Lately I am playing around with Windows Azure, a cloud based operating system that enables me to program applications that “live” in the cloud provided by Microsoft.

In my opinion cloud computing has huge potential for companies to change there IT structure in a way that is more scalable, reliable and cheaper. But there is one big question that keeps me thinking...

“Where is my data?”

Cloud-based services are highly distributed, accessible from multiple locations, by multiple users and even by multiple third-party service providers when needed. That is where they are designed for.

This results in the fact that the data of your application can be located on one server, or multiple servers. These servers can be hosted, cached and backed-up at different locations based on usage patterns and which cloud service you have chosen.

As Google's chief privacy counsel, Peter Fleischer, recently said, "It's very hard to answer the apparently simple question:

”Where's my data?”

You cannot locate your data, but you can still access it. This brings up a very interesting problem. Assuming your application is not only storing and using your company’s production data, but that of your customers and your personnel.

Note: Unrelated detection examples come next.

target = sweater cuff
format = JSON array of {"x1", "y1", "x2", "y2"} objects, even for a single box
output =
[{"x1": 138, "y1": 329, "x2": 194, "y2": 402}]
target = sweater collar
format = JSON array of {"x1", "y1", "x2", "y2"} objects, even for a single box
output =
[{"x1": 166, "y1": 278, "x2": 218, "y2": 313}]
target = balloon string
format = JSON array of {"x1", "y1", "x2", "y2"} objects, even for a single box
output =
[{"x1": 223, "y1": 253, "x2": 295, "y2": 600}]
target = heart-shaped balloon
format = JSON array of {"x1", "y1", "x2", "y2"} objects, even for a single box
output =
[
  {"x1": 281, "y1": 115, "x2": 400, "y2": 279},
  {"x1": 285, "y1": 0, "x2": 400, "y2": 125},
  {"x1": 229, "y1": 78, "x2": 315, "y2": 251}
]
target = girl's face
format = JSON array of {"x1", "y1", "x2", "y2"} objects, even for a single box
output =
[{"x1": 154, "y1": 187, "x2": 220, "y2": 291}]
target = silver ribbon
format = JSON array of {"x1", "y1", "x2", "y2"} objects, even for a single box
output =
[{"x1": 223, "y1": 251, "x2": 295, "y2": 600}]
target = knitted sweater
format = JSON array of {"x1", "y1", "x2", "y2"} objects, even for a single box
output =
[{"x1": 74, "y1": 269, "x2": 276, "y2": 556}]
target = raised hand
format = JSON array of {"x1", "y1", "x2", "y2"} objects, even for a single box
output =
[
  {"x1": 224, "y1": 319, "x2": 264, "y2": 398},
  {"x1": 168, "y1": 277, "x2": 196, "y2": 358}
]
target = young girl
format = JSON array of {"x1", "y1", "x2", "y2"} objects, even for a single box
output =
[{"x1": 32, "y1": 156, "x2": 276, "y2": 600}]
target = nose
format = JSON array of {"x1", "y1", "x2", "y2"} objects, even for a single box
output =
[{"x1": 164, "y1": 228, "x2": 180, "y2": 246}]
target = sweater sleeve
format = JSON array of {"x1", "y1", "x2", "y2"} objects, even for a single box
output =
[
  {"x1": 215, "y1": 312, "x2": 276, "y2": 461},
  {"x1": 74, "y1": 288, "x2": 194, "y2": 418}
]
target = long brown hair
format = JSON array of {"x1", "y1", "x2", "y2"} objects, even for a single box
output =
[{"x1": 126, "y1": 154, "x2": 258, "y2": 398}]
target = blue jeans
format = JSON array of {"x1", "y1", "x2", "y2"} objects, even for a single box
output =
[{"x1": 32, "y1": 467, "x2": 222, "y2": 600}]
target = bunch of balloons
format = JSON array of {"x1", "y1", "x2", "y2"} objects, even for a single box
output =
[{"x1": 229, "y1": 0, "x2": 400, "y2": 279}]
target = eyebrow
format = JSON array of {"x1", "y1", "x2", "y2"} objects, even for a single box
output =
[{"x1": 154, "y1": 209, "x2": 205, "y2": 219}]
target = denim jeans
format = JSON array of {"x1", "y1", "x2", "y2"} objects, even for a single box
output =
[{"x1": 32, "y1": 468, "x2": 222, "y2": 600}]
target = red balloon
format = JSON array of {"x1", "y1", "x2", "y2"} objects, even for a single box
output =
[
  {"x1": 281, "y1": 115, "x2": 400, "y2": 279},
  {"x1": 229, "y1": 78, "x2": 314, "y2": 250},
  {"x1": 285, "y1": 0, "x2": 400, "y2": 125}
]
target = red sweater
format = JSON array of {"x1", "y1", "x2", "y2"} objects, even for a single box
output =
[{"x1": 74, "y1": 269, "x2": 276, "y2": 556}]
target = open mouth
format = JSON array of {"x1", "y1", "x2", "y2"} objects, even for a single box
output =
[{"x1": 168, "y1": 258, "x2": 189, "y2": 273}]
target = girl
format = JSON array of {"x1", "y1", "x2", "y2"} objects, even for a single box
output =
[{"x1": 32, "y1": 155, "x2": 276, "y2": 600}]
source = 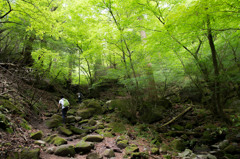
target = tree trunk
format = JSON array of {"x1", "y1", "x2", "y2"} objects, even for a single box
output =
[
  {"x1": 207, "y1": 16, "x2": 230, "y2": 123},
  {"x1": 21, "y1": 33, "x2": 36, "y2": 66}
]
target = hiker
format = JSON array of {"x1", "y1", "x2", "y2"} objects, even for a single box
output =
[
  {"x1": 58, "y1": 96, "x2": 70, "y2": 124},
  {"x1": 77, "y1": 92, "x2": 82, "y2": 104}
]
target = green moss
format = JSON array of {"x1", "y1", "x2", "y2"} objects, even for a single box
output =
[
  {"x1": 78, "y1": 119, "x2": 88, "y2": 125},
  {"x1": 117, "y1": 140, "x2": 128, "y2": 149},
  {"x1": 151, "y1": 147, "x2": 159, "y2": 155},
  {"x1": 77, "y1": 108, "x2": 95, "y2": 119},
  {"x1": 0, "y1": 99, "x2": 21, "y2": 114},
  {"x1": 20, "y1": 148, "x2": 40, "y2": 159},
  {"x1": 46, "y1": 114, "x2": 62, "y2": 128},
  {"x1": 172, "y1": 125, "x2": 184, "y2": 131},
  {"x1": 69, "y1": 126, "x2": 87, "y2": 134},
  {"x1": 125, "y1": 144, "x2": 139, "y2": 154},
  {"x1": 20, "y1": 119, "x2": 32, "y2": 130},
  {"x1": 109, "y1": 122, "x2": 126, "y2": 133},
  {"x1": 58, "y1": 126, "x2": 73, "y2": 136},
  {"x1": 171, "y1": 139, "x2": 186, "y2": 151},
  {"x1": 44, "y1": 134, "x2": 57, "y2": 143},
  {"x1": 51, "y1": 136, "x2": 67, "y2": 146},
  {"x1": 30, "y1": 131, "x2": 43, "y2": 140}
]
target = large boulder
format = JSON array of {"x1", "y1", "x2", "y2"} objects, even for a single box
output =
[
  {"x1": 46, "y1": 114, "x2": 62, "y2": 128},
  {"x1": 75, "y1": 140, "x2": 94, "y2": 153},
  {"x1": 77, "y1": 99, "x2": 102, "y2": 119},
  {"x1": 103, "y1": 149, "x2": 115, "y2": 158},
  {"x1": 117, "y1": 140, "x2": 128, "y2": 149},
  {"x1": 69, "y1": 126, "x2": 88, "y2": 135},
  {"x1": 0, "y1": 112, "x2": 9, "y2": 130},
  {"x1": 58, "y1": 126, "x2": 73, "y2": 136},
  {"x1": 54, "y1": 145, "x2": 76, "y2": 157},
  {"x1": 125, "y1": 144, "x2": 139, "y2": 154},
  {"x1": 84, "y1": 135, "x2": 104, "y2": 142},
  {"x1": 30, "y1": 131, "x2": 43, "y2": 140},
  {"x1": 44, "y1": 134, "x2": 67, "y2": 146},
  {"x1": 86, "y1": 152, "x2": 102, "y2": 159},
  {"x1": 8, "y1": 148, "x2": 40, "y2": 159},
  {"x1": 171, "y1": 139, "x2": 186, "y2": 151},
  {"x1": 66, "y1": 115, "x2": 76, "y2": 123}
]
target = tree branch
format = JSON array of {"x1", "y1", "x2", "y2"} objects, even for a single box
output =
[{"x1": 0, "y1": 0, "x2": 12, "y2": 19}]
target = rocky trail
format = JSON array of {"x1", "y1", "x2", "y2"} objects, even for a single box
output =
[
  {"x1": 3, "y1": 99, "x2": 240, "y2": 159},
  {"x1": 23, "y1": 106, "x2": 161, "y2": 159}
]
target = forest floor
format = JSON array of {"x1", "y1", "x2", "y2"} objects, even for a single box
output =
[{"x1": 0, "y1": 65, "x2": 240, "y2": 159}]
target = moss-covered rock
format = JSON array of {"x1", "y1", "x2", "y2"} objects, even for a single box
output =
[
  {"x1": 77, "y1": 108, "x2": 95, "y2": 119},
  {"x1": 46, "y1": 147, "x2": 56, "y2": 154},
  {"x1": 171, "y1": 139, "x2": 186, "y2": 151},
  {"x1": 0, "y1": 99, "x2": 21, "y2": 114},
  {"x1": 130, "y1": 152, "x2": 149, "y2": 159},
  {"x1": 0, "y1": 112, "x2": 9, "y2": 130},
  {"x1": 224, "y1": 143, "x2": 240, "y2": 154},
  {"x1": 44, "y1": 134, "x2": 67, "y2": 146},
  {"x1": 84, "y1": 135, "x2": 104, "y2": 142},
  {"x1": 34, "y1": 140, "x2": 46, "y2": 146},
  {"x1": 219, "y1": 140, "x2": 229, "y2": 150},
  {"x1": 19, "y1": 148, "x2": 40, "y2": 159},
  {"x1": 103, "y1": 149, "x2": 115, "y2": 158},
  {"x1": 78, "y1": 119, "x2": 88, "y2": 125},
  {"x1": 30, "y1": 131, "x2": 43, "y2": 140},
  {"x1": 82, "y1": 126, "x2": 97, "y2": 131},
  {"x1": 66, "y1": 115, "x2": 76, "y2": 123},
  {"x1": 67, "y1": 109, "x2": 77, "y2": 115},
  {"x1": 117, "y1": 140, "x2": 128, "y2": 149},
  {"x1": 75, "y1": 116, "x2": 82, "y2": 122},
  {"x1": 159, "y1": 143, "x2": 172, "y2": 153},
  {"x1": 86, "y1": 152, "x2": 102, "y2": 159},
  {"x1": 77, "y1": 99, "x2": 102, "y2": 119},
  {"x1": 109, "y1": 122, "x2": 126, "y2": 133},
  {"x1": 172, "y1": 125, "x2": 184, "y2": 131},
  {"x1": 75, "y1": 140, "x2": 94, "y2": 153},
  {"x1": 69, "y1": 126, "x2": 87, "y2": 135},
  {"x1": 151, "y1": 147, "x2": 159, "y2": 155},
  {"x1": 125, "y1": 144, "x2": 139, "y2": 154},
  {"x1": 54, "y1": 145, "x2": 76, "y2": 157},
  {"x1": 46, "y1": 114, "x2": 62, "y2": 128},
  {"x1": 193, "y1": 145, "x2": 210, "y2": 153},
  {"x1": 44, "y1": 134, "x2": 57, "y2": 143},
  {"x1": 88, "y1": 119, "x2": 97, "y2": 126},
  {"x1": 58, "y1": 126, "x2": 73, "y2": 136},
  {"x1": 100, "y1": 131, "x2": 114, "y2": 137},
  {"x1": 52, "y1": 136, "x2": 67, "y2": 146}
]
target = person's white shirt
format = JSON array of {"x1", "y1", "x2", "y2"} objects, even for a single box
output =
[{"x1": 59, "y1": 98, "x2": 65, "y2": 109}]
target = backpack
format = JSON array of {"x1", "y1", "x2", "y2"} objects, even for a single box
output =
[{"x1": 63, "y1": 98, "x2": 70, "y2": 107}]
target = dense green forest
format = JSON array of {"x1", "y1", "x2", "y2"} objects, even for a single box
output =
[{"x1": 0, "y1": 0, "x2": 240, "y2": 159}]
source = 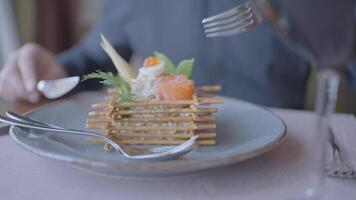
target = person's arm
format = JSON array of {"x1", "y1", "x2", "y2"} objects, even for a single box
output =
[{"x1": 57, "y1": 0, "x2": 132, "y2": 89}]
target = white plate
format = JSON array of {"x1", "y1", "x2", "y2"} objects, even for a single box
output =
[{"x1": 10, "y1": 93, "x2": 286, "y2": 177}]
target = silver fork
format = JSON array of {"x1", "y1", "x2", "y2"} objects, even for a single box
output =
[
  {"x1": 0, "y1": 112, "x2": 198, "y2": 160},
  {"x1": 202, "y1": 0, "x2": 263, "y2": 37},
  {"x1": 325, "y1": 127, "x2": 356, "y2": 178}
]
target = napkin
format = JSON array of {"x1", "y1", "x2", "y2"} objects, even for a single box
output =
[{"x1": 331, "y1": 114, "x2": 356, "y2": 170}]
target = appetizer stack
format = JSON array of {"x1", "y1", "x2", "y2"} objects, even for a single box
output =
[{"x1": 84, "y1": 36, "x2": 223, "y2": 149}]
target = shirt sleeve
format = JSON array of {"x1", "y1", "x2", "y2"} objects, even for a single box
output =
[{"x1": 57, "y1": 0, "x2": 132, "y2": 89}]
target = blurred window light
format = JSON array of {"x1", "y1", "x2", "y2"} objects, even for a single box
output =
[{"x1": 0, "y1": 0, "x2": 20, "y2": 66}]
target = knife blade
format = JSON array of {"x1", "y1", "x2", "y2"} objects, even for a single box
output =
[{"x1": 0, "y1": 123, "x2": 10, "y2": 136}]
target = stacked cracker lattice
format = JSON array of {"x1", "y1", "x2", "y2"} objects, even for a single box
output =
[{"x1": 86, "y1": 86, "x2": 223, "y2": 149}]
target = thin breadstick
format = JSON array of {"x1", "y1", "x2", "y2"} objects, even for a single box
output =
[
  {"x1": 87, "y1": 115, "x2": 215, "y2": 123},
  {"x1": 107, "y1": 85, "x2": 221, "y2": 94},
  {"x1": 86, "y1": 123, "x2": 216, "y2": 131},
  {"x1": 89, "y1": 108, "x2": 218, "y2": 116},
  {"x1": 92, "y1": 97, "x2": 224, "y2": 108},
  {"x1": 195, "y1": 85, "x2": 221, "y2": 92},
  {"x1": 111, "y1": 132, "x2": 216, "y2": 139},
  {"x1": 88, "y1": 137, "x2": 215, "y2": 145}
]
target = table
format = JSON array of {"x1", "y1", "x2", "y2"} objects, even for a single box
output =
[{"x1": 0, "y1": 97, "x2": 356, "y2": 200}]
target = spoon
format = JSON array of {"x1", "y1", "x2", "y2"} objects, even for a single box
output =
[
  {"x1": 37, "y1": 76, "x2": 80, "y2": 99},
  {"x1": 0, "y1": 112, "x2": 198, "y2": 161}
]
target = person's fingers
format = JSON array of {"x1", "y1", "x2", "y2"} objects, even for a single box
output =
[
  {"x1": 18, "y1": 43, "x2": 40, "y2": 93},
  {"x1": 0, "y1": 51, "x2": 21, "y2": 99},
  {"x1": 0, "y1": 51, "x2": 39, "y2": 103},
  {"x1": 0, "y1": 70, "x2": 28, "y2": 100}
]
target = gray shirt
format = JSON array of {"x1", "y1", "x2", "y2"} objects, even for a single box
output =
[{"x1": 59, "y1": 0, "x2": 354, "y2": 109}]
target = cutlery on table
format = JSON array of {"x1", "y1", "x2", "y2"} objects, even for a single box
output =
[
  {"x1": 202, "y1": 0, "x2": 356, "y2": 178},
  {"x1": 0, "y1": 112, "x2": 198, "y2": 161},
  {"x1": 37, "y1": 76, "x2": 80, "y2": 99},
  {"x1": 0, "y1": 76, "x2": 80, "y2": 135}
]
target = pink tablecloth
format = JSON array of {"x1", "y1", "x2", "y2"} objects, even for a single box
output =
[{"x1": 0, "y1": 109, "x2": 356, "y2": 200}]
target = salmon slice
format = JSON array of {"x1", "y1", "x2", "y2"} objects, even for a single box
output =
[{"x1": 156, "y1": 75, "x2": 194, "y2": 100}]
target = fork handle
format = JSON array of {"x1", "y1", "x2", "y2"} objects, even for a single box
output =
[{"x1": 0, "y1": 115, "x2": 103, "y2": 140}]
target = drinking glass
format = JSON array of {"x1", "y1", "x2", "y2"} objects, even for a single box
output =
[{"x1": 255, "y1": 0, "x2": 354, "y2": 198}]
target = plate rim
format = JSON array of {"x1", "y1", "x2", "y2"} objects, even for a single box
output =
[{"x1": 9, "y1": 95, "x2": 287, "y2": 177}]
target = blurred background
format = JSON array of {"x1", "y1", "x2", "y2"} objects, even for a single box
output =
[
  {"x1": 0, "y1": 0, "x2": 101, "y2": 63},
  {"x1": 0, "y1": 0, "x2": 356, "y2": 113}
]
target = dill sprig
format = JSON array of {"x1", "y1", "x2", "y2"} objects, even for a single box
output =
[{"x1": 83, "y1": 70, "x2": 132, "y2": 102}]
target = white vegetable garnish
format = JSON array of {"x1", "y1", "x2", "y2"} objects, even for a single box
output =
[
  {"x1": 138, "y1": 60, "x2": 164, "y2": 78},
  {"x1": 100, "y1": 34, "x2": 137, "y2": 83}
]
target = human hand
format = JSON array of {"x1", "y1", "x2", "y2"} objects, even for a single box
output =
[{"x1": 0, "y1": 43, "x2": 67, "y2": 103}]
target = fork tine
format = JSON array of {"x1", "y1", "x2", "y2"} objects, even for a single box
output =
[
  {"x1": 202, "y1": 1, "x2": 250, "y2": 24},
  {"x1": 205, "y1": 13, "x2": 253, "y2": 33},
  {"x1": 203, "y1": 7, "x2": 251, "y2": 28},
  {"x1": 206, "y1": 20, "x2": 254, "y2": 38}
]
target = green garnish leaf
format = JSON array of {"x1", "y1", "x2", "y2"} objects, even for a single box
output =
[
  {"x1": 154, "y1": 51, "x2": 176, "y2": 74},
  {"x1": 175, "y1": 58, "x2": 194, "y2": 79},
  {"x1": 83, "y1": 70, "x2": 133, "y2": 102}
]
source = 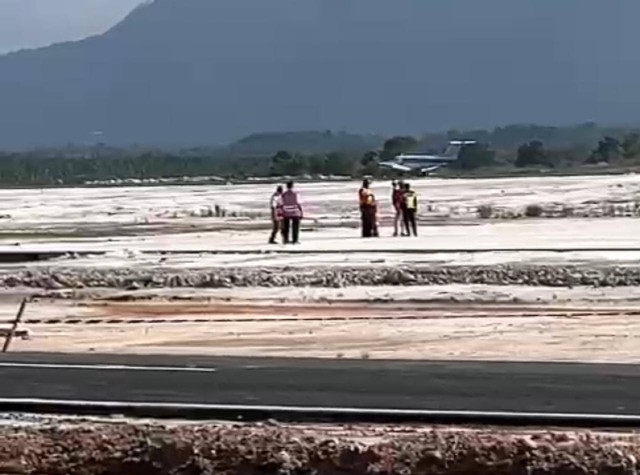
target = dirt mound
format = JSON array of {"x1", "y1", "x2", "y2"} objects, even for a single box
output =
[
  {"x1": 6, "y1": 264, "x2": 640, "y2": 290},
  {"x1": 0, "y1": 425, "x2": 640, "y2": 475}
]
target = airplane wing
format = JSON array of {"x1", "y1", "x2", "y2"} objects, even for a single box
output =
[
  {"x1": 420, "y1": 164, "x2": 444, "y2": 173},
  {"x1": 379, "y1": 162, "x2": 415, "y2": 172}
]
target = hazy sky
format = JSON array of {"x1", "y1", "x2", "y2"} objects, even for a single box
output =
[{"x1": 0, "y1": 0, "x2": 143, "y2": 53}]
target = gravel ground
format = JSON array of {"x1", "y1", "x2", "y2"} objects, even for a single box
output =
[
  {"x1": 6, "y1": 265, "x2": 640, "y2": 290},
  {"x1": 0, "y1": 425, "x2": 640, "y2": 475}
]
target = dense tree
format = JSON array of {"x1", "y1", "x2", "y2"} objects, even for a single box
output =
[
  {"x1": 587, "y1": 137, "x2": 621, "y2": 163},
  {"x1": 380, "y1": 135, "x2": 418, "y2": 161},
  {"x1": 360, "y1": 151, "x2": 378, "y2": 175},
  {"x1": 620, "y1": 132, "x2": 640, "y2": 159},
  {"x1": 515, "y1": 140, "x2": 550, "y2": 168}
]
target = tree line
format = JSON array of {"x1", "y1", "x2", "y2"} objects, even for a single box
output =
[{"x1": 0, "y1": 124, "x2": 640, "y2": 186}]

First of all you need to be aware of the fact that local laws may apply to your data stored on servers within the cloud. Considering the Patriot Act and other USA litigation you might have to think about what this means for accessing your data when it is stored in the USA.

Second you need to be aware of the fact that in order to benefit from the optimized use of infrastructure and resources, cloud computing assumes that your data will be moved geographically. Therefore you will hardly see any cloud computing service offerings that guarantee that your data will never be transferred out of a specific geographical region.

For example Principle 8 of the Data Protection Act in United Kingdom Law states: “Personal data shall not be transferred to a country or territory outside the European Economic Area unless that country or territory ensures an adequate level of protection for the rights and freedoms of data subjects in relation to the processing of personal data.” The EEA includes all countries in the European Union, together with Iceland, Liechtenstein and Norway.

So when all your data is stored and processed within the EEA there will be no issue. Equally, if the service is provided within the approved jurisdictions only there will be no data protection issue (i.e. within Argentina, Guernsey, Isle of Man, Jersey and Switzerland together with Canada and the USA in certain circumstances).

This sounds good in theory, but in reality you will need to work in a situation where your data will be stored and processed on any number of servers in any number of jurisdictions worldwide.

In the end you will have the responsibility to ensure that you comply with national and international law and that adequate protection is given to your data within the cloud. But it will be very difficult to do this when you do not have the answer to the apparently simple question:

“Where is my data?”

Related Posts:

About the Author:

My name is Henrico Dolfing (@henricodolfing). Dutch by birth, I lived in the Netherlands, Germany and the USA. Currently I am living in Zurich, Switzerland. I'm working as a consultant on Enterprise Collaboration and CRM solutions. henricodolfing.com is my personal blog were I talk about SharePoint, Enterprise Collaboration, Presentations and Visualization. In my spare time I read, run, SCUBA dive and sail. I'm on my way of learning new things every day and this guest post at Jeff's blog is part of that process. Not to mention great fun on its own.

Comments

Saqib Ali said…
The beauty of the Cloud Computing paradigm is that the customer doesn't have to worry about the exact location of the data, as long as the provider can guarantee the "Confidentiality", Integrity and the Availability. In fact I prefer if the contract between the customer and the cloud computing provider doesn't include the clause about the exact location of the data. This gives the provider the agility and nimbleness during disaster recovery.


Confidentiality needs to be addressed. But I don't think "home-grown" clouds is the way to go. There are other ways to address the issue of confidentiality.

One way would be to use Host Proof Hosting Pattern. Though it requires considerable amount of computing power on the client side, it can certainly be used for small amount of data e.g. Personally Identifiable Information etc.
Anonymous said…
There are some major differences between Google's cloud and Microsoft's cloud. Whereas the question "Where's my data?" is a tough question to answer with Google, you have the ability to "pin" your data to datacenters in specific areas in Microsoft's cloud. This would resolve most of the problems mentioned in your article.
Thanks for clearing that up, especially the part about the Data protection act. It's a tricky business to make your information accessible to whomever needs it (within your workforce, of course) and still keep it from falling into the wrong hands.